SEC’s AMAC urges opening of private funds to retail investors

The commission's Asset Management Advisory Committee has issued a series of recommendations that would help open up the market even wider to retail investors.

In a unanimous September 27 vote, members of the Securities and Exchange Commission’s Asset Management Advisory Committee approved a suite of recommendations that would help open up the private funds market to retail investors.

The recommendations are nonbinding, but nonetheless demonstrate continued momentum for the idea of “democratizing” the industry, even as SEC chair Gary Gensler has signaled he may take a tougher approach to regulation of it than his predecessor, Jay Clayton.

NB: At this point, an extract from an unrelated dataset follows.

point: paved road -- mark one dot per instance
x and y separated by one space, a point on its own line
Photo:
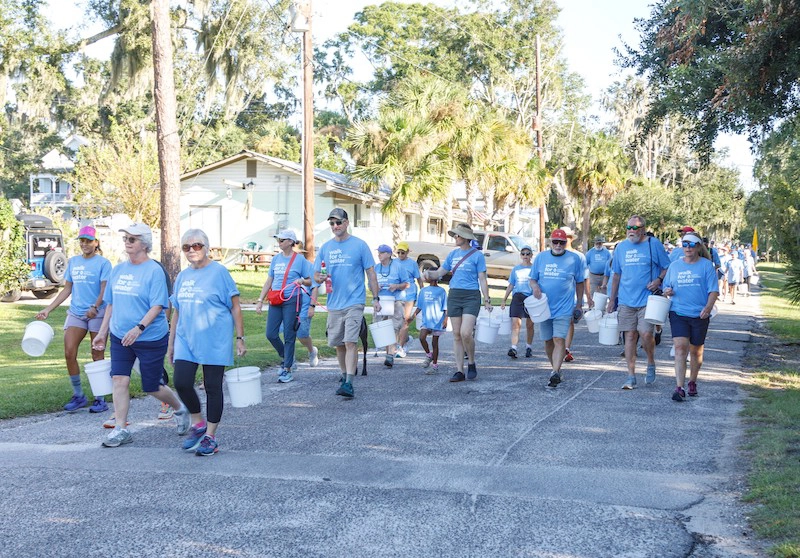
413 466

AMAC’s recommendations include:

  • Expand the pool of private funds open to retail investors. Start by scrapping rules that keep retail retirement funds out of closed-end vehicles with 15 percent or more assets tied up in private equity, hedge or venture capital funds, the committee says.
  • Impose “design limits” to protect against risk. That includes requiring “chaperoned access” of retail investors and uniform disclosure rules for such terms as “risk,” “fees” and “returns.”
  • Model disclosure and registration requirements on rules in the Investment Company Act. Consider requiring registered investment advisers or broker-dealers to shepherd deals, as well as those uniform disclosure rules, the committee says.

Arm me with harmony

Advocates of “harmonization” have argued for years that closed-end funds were ideal to bring retail investors into private funds. Because they don’t offer daily redemptions, proponents said, closed-end funds offered bigger holdings in longer-term funds, which in turn meant less risk in managing liquidity and valuation.

As late as last summer, then-Division of Investment Management director Dalia Blass said regulators were considering just such a move, but the clock ran out on Blass’s regime.

Some harmonization advocates nevertheless encouraged the new SEC leadership to give the matter the attention it deserved. “I hope,” commissioner Hester Peirce said ahead of the committee’s vote, “remedying the diminishing retail investor options in these markets will be added to the Commission’s admittedly expansive agenda.”

Two chaperones

The committee recommends two routes to protect retail investors coming into private funds.

In the first, the SEC could require any private funds open to retail investors are managed by an independent investment adviser who (and whose affiliates) don’t receive fees or any other income from the investments and who either comply with Reg BI (for broker-dealers) or are fiduciaries (if IAs). That route might add an additional layer of fees, the committee says, so “a careful balance will need to be struck.”

In the second, any private funds offered to ordinary people should have skin in the game, the committee says. Funds should only be open to retail investors if they have “material participation in the fund or investment from more sophisticated institutional investors on substantially the same terms on the basis that such institutional investors would have carefully considered the risk and potential returns of the investment and the appropriateness of the fees being charged,” the committee says.

Diversification

In lieu of the 15 percent cap on closed-end funds, the committee recommends that ordinary investors be given the option of either a “portfolio of separate investments in different private funds” or an “investment in a fund that holds a reasonably diversified mix of private investments.”

“AMAC believes that the SEC should encourage retail investors to hold a diversified pool of private investments within their overall portfolio which should also comprise more liquid investments,” the committee says. “We acknowledge that it may be beyond the SEC’s ability to mandate overall portfolio diversification. There are situations, such as under Regulation Crowdfunding and Regulation A, where the SEC does mandate the maximum investment in a particular issuance based on a non-Accredited Investor’s annual income or net worth.”

‘The RIC framework’

The rules governing registered investment companies are a good place to start, the committee argues, because they require retail investors to work with either an IA with a fiduciary duty or a broker-dealer with a best interest standard, the committee says.

Also, the RIC rules require “standardized disclosure of key items such as fees, risks… and returns,” the committee says.

The Commission may still decide on “some specific modifications” of the “RIC framework,” but it’s at least a start, the committee says.